Aunque no se haya notado mucho, el motivo de hablar hoy de San Natal es su relación con la santa de la anterior entrada, Santa Éithne.
Ya he comentado que ambos se relacionan con pescados y con la pesca. Según lo que cuenta Austin Clarke, la festividad anual de San Naile se veía marcada por la aparición de una trucha prodigiosa nadando en las aguas de su fuente sagrada, y el peregrino que la veía podía confiar en la concesión de lo que había acudido a pedir.
Esta trucha no puede dejar de recordarnos al mitológico Salmón de la Sabiduría y a los dos pescados bautismales del príncipe Lua, que precisamente eran salmones según el texto medieval de la vida.
Multiplicación de los panes. Relieve
paleocristiano
Naturalmente, por asociación con el episodio evangélico de la multiplicación de los panes y los peces, el pescado adquiere connotaciones eucarísticas (en la vida de San Naile aparecen asociados los pescados de Lua a la campana del santo, especie de cuerno de la abundancia y multiplicador de alimentos) que se verán desarrolladas en el ciclo del Graal. Pero también las tiene la leche, como vimos al hablar de Santa Éithne.
Recipientes sobrenaturales relacionados con el Graal consideró Van Hamel a los de Santa Éithne, donde se ordeñaba la leche de las vacas mágicas de los Tuatha Dé Danann. A la misma categoría habría que adscribir la copa de piedra roja y la campana de la abundancia forjada por el herrero Senach.
Consultando, por ejemplo, el tratado de San Ambrosio sobre el Evangelio de San Lucas, encontramos consideraciones muy interesantes. San Ambrosio, por cierto, escribía dos siglos antes de San Colum Cille. En ese libro vemos que si tanto la leche como los panes significan el alimento espiritual (es decir, se entienden en clave eucarística), aquélla es la que se destina al que está aún débil y enfermo, o como el niño de teta que no puede asimilar otro sustento más sustancioso: exactamente como le sucedía a Santa Éithne antes de conocer a San Ceasán y pasarse al pescado.

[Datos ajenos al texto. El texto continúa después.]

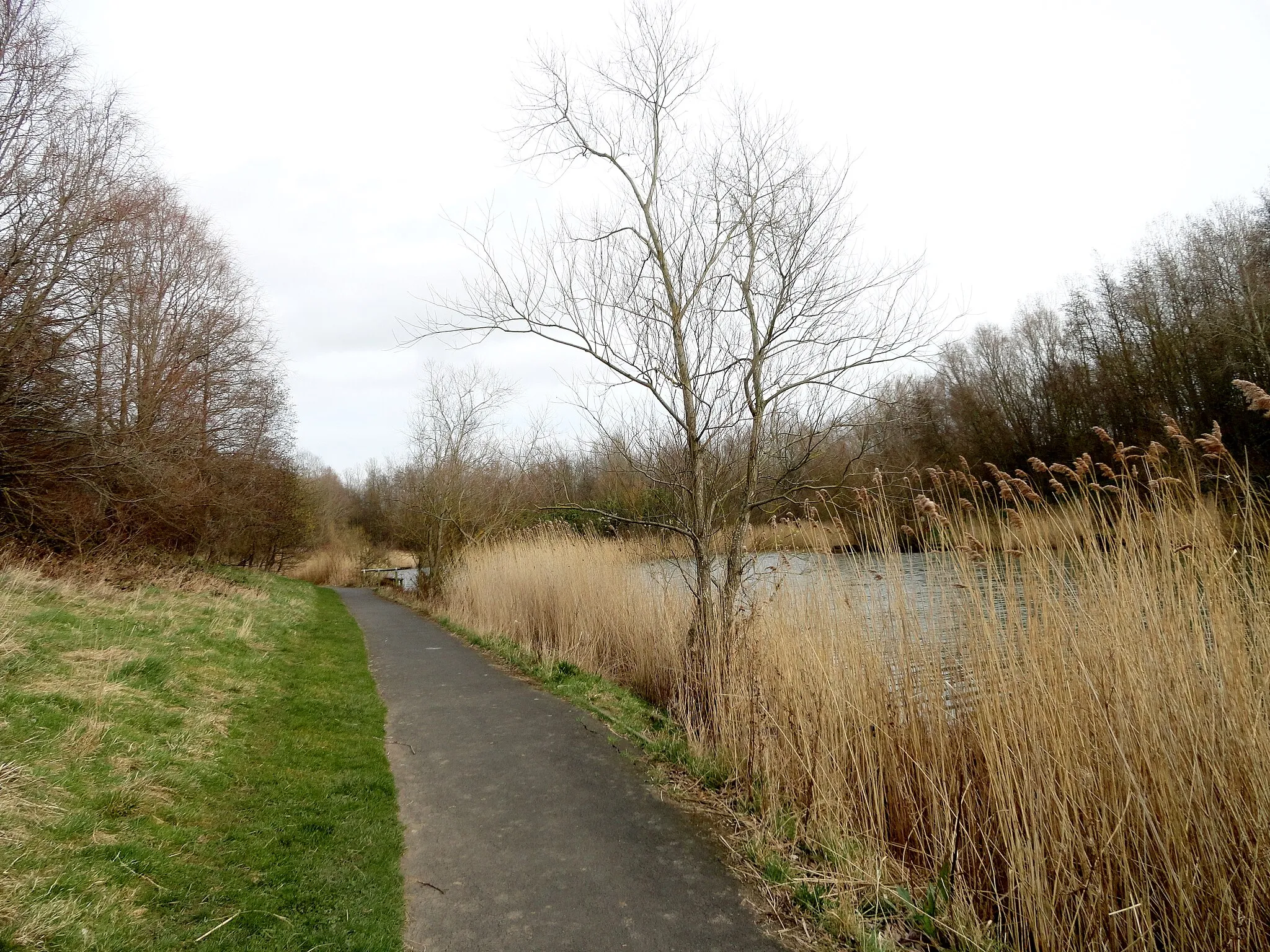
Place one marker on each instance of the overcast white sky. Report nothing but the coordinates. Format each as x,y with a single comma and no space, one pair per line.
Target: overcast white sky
1009,141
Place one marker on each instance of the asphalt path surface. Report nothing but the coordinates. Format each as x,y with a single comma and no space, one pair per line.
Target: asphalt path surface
525,827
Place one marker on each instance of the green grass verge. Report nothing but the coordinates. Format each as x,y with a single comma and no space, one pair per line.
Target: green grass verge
196,763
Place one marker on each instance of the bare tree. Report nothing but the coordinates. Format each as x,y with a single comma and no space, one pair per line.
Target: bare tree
721,295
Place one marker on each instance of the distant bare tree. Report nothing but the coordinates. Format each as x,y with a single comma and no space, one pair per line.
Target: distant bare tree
721,295
468,477
141,400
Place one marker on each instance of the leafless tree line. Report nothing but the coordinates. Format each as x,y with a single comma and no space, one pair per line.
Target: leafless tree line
141,398
1162,334
721,295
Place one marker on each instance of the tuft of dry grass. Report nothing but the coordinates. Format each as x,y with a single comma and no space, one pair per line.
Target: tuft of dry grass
1054,720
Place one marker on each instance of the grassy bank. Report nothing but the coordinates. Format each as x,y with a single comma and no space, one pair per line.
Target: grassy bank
1060,746
191,760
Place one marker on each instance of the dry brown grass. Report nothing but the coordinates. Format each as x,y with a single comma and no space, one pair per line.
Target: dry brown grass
1076,728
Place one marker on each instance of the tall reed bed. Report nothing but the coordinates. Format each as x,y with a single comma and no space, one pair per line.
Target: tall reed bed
1070,734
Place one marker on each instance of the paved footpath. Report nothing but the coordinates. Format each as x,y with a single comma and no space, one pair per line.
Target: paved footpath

La leche, alimento espiritual. Lactación de
San Bernardo
, pintura flamenca del siglo XV
Una cosa que llama la atención en el pasaje de San Ambrosio es lo mucho que habla de los panes y aun de la harina con que están amasados unos y otros, y lo poco que se refiere a los peces.
Sabemos, por los estudios de Sterckx, que la leche era para los celtas, al igual que para otros pueblos, aparte del alimento primordial, el fluido que transmitía la fuerza y energía vitales de generación en generación por medio de la lactancia. Es obvio lo fácilmente que se puede pasar de una concepción semejante a tomar la lactancia como símbolo de la adquisición de dones naturales como la ciencia o sobrenaturales como la gracia.
Y si la vida de Éithne (a la que pienso volver si Dios quiere) está claramente marcada por el alimento lácteo, también Naile o Natal lo está desde antes de su nacimiento, por la visión simbólica de su madre.